Jessica Kiang, The Playlist:

And here he creates a fictional city in what might as well be the fictional country of Japanderson — the better to remythologize the myths that Kurosawa, Miyazaki and the whole Godzilla industry so brilliantly exported, and that have clearly intoxicated him so thoroughly. No one could come out of “Isle of Dogs” with a sense of disdain for Japanese culture: Anderson’s Japanophilia is as infectious as snout fever, and peculiarly reverent, without a shred of condescension.

Jonathan Romney, the Guardian:

Visually and thematically, Isle of Dogs is steeped in contemporary Japanese pop culture and futuristic iconography, but it also draws on traditional influences – not least in its witty allusions to Hokusai and other classic art. The result could have come across as shameless cultural tourism, but the film suggests real immersion in Japanese culture and cinema, with Akira Kurosawa’s epics an avowed model. Anderson also plays his linguistic hand subtly and wittily, leaving the Japanese dialogue largely untranslated rather than cater too obviously to the western audience.

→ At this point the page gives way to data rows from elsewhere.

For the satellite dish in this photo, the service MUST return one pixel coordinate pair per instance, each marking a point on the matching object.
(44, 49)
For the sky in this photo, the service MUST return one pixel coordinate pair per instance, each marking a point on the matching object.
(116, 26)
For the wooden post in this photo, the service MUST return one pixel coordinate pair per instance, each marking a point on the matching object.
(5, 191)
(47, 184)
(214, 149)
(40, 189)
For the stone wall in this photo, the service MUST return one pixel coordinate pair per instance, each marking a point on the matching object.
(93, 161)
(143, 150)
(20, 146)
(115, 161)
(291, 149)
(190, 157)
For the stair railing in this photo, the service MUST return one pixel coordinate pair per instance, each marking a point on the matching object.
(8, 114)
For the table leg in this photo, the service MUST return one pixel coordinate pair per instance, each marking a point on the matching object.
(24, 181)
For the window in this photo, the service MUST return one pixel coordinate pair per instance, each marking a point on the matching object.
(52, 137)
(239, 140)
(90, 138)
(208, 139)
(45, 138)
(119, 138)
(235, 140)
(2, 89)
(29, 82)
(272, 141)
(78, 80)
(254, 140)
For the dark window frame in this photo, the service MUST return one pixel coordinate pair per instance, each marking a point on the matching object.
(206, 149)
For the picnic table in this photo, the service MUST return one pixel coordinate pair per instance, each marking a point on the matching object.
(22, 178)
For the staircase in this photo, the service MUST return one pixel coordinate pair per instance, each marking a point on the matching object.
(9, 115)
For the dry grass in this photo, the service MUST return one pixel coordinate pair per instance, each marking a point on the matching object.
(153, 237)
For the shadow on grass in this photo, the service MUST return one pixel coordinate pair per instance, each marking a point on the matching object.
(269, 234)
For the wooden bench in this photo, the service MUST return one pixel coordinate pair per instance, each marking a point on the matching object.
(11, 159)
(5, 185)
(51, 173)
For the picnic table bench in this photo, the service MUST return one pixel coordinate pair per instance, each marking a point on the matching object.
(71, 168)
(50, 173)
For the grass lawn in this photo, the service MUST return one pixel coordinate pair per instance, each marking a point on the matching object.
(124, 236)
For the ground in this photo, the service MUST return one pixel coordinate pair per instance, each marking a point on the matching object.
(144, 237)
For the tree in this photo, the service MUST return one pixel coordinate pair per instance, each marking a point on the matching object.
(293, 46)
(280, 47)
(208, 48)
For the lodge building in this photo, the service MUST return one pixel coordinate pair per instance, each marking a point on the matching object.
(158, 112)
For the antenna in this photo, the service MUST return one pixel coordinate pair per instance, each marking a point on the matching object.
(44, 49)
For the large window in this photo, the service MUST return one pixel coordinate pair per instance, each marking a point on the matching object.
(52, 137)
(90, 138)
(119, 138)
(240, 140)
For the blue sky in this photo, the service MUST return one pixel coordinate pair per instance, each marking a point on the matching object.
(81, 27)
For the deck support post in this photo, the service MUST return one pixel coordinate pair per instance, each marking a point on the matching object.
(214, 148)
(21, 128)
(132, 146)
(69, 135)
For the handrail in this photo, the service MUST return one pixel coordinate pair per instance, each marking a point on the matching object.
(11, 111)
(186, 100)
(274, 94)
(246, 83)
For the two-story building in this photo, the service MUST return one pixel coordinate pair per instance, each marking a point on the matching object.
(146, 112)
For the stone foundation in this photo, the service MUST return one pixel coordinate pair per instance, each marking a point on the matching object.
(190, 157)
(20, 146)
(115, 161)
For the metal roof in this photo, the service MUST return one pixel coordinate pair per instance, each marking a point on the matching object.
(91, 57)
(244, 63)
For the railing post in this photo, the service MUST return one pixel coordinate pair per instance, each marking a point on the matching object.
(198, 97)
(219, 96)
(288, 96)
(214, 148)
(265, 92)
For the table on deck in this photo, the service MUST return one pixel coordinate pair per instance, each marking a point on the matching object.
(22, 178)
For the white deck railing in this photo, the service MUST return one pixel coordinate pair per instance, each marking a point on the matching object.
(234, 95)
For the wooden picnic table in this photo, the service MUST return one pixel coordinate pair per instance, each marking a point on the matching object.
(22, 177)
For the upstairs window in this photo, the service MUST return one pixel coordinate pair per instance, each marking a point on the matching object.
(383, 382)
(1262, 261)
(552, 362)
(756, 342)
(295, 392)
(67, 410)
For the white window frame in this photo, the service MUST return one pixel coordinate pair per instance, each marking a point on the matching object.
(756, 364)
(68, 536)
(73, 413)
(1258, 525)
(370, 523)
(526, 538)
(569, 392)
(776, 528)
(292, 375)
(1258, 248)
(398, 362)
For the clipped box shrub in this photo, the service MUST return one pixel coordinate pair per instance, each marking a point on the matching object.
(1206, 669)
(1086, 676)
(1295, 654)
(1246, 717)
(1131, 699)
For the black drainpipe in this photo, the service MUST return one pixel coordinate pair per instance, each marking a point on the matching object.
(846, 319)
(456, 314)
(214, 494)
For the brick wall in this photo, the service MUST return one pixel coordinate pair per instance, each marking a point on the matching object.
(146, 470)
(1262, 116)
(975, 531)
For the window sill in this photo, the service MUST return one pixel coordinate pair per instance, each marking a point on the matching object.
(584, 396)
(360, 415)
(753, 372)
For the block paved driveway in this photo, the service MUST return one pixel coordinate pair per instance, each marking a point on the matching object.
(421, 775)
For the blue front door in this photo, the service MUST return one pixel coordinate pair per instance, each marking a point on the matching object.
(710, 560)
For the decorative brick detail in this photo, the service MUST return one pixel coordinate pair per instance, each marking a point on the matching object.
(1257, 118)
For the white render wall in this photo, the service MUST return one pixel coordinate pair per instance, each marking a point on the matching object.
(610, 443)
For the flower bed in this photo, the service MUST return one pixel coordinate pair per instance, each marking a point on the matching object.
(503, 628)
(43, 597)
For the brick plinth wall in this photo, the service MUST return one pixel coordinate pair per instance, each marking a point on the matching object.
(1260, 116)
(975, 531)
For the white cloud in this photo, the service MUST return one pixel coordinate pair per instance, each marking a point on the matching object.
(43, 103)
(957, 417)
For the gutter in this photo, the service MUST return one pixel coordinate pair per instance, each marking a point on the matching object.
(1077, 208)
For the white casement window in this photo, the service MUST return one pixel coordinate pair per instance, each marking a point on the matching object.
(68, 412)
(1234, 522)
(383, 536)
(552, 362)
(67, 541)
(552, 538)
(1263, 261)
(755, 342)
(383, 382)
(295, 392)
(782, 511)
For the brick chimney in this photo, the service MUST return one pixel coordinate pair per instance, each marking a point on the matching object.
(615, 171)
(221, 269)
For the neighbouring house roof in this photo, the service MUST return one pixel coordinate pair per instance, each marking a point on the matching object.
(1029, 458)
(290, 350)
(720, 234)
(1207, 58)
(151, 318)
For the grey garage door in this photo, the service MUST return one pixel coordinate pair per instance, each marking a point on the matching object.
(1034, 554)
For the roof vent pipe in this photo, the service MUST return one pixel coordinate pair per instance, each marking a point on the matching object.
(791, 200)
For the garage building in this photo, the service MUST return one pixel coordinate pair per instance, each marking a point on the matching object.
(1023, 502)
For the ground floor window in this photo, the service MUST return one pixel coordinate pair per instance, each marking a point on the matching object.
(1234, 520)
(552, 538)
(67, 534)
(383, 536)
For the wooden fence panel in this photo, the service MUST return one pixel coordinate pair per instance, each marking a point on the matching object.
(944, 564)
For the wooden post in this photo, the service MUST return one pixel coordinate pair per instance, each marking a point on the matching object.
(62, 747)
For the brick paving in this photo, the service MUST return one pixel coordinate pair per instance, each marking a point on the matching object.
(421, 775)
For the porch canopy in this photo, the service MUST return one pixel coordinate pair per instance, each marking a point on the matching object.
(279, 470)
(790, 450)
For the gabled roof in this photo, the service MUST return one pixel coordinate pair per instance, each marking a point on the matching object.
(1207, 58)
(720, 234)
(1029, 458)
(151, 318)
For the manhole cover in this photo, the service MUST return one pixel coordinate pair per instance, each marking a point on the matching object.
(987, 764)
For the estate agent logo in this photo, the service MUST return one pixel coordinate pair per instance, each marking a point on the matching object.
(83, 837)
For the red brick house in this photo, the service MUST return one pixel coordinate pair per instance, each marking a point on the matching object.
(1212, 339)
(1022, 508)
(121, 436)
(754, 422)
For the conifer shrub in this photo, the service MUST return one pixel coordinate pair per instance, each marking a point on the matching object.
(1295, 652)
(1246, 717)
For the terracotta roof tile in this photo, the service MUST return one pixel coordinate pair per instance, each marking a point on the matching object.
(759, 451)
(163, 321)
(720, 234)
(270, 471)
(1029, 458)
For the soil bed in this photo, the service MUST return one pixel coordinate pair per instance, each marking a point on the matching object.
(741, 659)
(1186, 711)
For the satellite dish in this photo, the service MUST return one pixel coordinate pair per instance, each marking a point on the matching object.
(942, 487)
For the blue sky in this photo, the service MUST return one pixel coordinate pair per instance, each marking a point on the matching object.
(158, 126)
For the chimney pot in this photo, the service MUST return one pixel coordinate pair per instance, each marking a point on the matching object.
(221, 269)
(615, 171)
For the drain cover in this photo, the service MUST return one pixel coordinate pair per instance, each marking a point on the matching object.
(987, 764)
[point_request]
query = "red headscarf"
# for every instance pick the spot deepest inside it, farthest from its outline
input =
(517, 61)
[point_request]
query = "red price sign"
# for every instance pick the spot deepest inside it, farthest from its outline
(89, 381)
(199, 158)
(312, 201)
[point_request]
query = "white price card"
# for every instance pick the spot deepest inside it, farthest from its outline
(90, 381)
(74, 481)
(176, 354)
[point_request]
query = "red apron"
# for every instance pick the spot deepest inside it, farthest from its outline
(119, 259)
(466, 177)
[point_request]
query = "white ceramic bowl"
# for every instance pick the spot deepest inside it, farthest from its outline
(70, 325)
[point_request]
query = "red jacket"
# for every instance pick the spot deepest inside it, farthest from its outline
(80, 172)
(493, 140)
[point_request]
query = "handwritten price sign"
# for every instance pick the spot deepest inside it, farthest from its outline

Everyone is obsessed with Alexandre Desplat’s score.

Tim Robey, the Telegraph:

Alexandre Desplat’s score, which might be peak Desplat for overall invention, is busy at work being a brilliant synergy of Western and Eastern musical forms. With its battery of taiko drums rattling away ominously, but also a fluty, buoyant finale, it suggests a missing link between Toru Takemitsu (Dodes’ka-den’s legendary composer) and the entirely non-Japanese Henry Mancini. Plus the score adapts – sorry, culturally appropriates – Prokofiev’s Troika from Lieutenant Kije and makes this fit just as well.

Guy Lodge, Variety:

It’s more blatant in Alexandre Desplat’s wonderfully sparse, louring score, which sounds like precisely nothing else the melodically inclined Frenchman has ever composed before — setting the whole film on edge, the soundtrack blends a steady tremble of Taiko drumming with, of all things, the occasional interpolation of Prokofiev’s “Troika.” “Why not?” appears to have been the guiding principle behind much of “Isle of Dogs,” and it serves the film well more often than not.

David Rooney, the Hollywood Reporter:

One of the key elements keeping the action propulsive is a score by Alexandre Desplat unlike anything he’s done before. Virtually every moment is underlaid with music, from pounding taiko drums to gorgeous percussive themes with gentle woodwind elements, its unmistakably Japanese flavor lending a soulful emotional charge to the themes of loyalty, friendship and honor.

Jessica Kiang, The Playlist:

It’s exemplified best by Alexandre Desplat‘s stunning score, which combines traditional Japanese taiko drums in a rolling, rumbling, semi-martial rhythm, with unexpectedly whimsical and inescapably Western-sounding instrumentation – saxophones and clarinets, even a little whistling. Like the film it envelops and rounds out so lushly, the music is a meeting of mutually curious and mutually complementary worlds, and like the proud, resourceful brave and loyal dogs of this ‘Isle,’ even when they’re reunited with their masters and fetching sticks in time-honored tradition, neither is subservient: no one is anyone’s “pet.”

In the end, Isle of Dogs is a must-watch for dog lovers …

Guy Lodge, Variety:

From the top dogs down to Tilda Swinton’s oracle pug — four words that might require explanation in any other filmmaker’s universe — every beast here is characterfully conceived, rendered with rich, tactile manginess, and observed with a loving dogoisseur’s eye for behavioral detail. The imaginative leap from puppet to pup is an easy one to take here: By the time the closing credits waggishly list a previously unheard Anjelica Huston as “Mute Poodle,” we’re inclined to take this lovably mad film at its word.

… and a Wes Anderson film through and through.

David Ehrlich, IndieWire:

The worse things get, the more fantastical Anderson’s films become; the more fantastical Anderson’s films become, the better their style articulates his underlying sincerity. Disorder fuels his imagination, and the staggeringly well-crafted “Isle of Dogs” is nothing if not Anderson’s most imaginative film to date.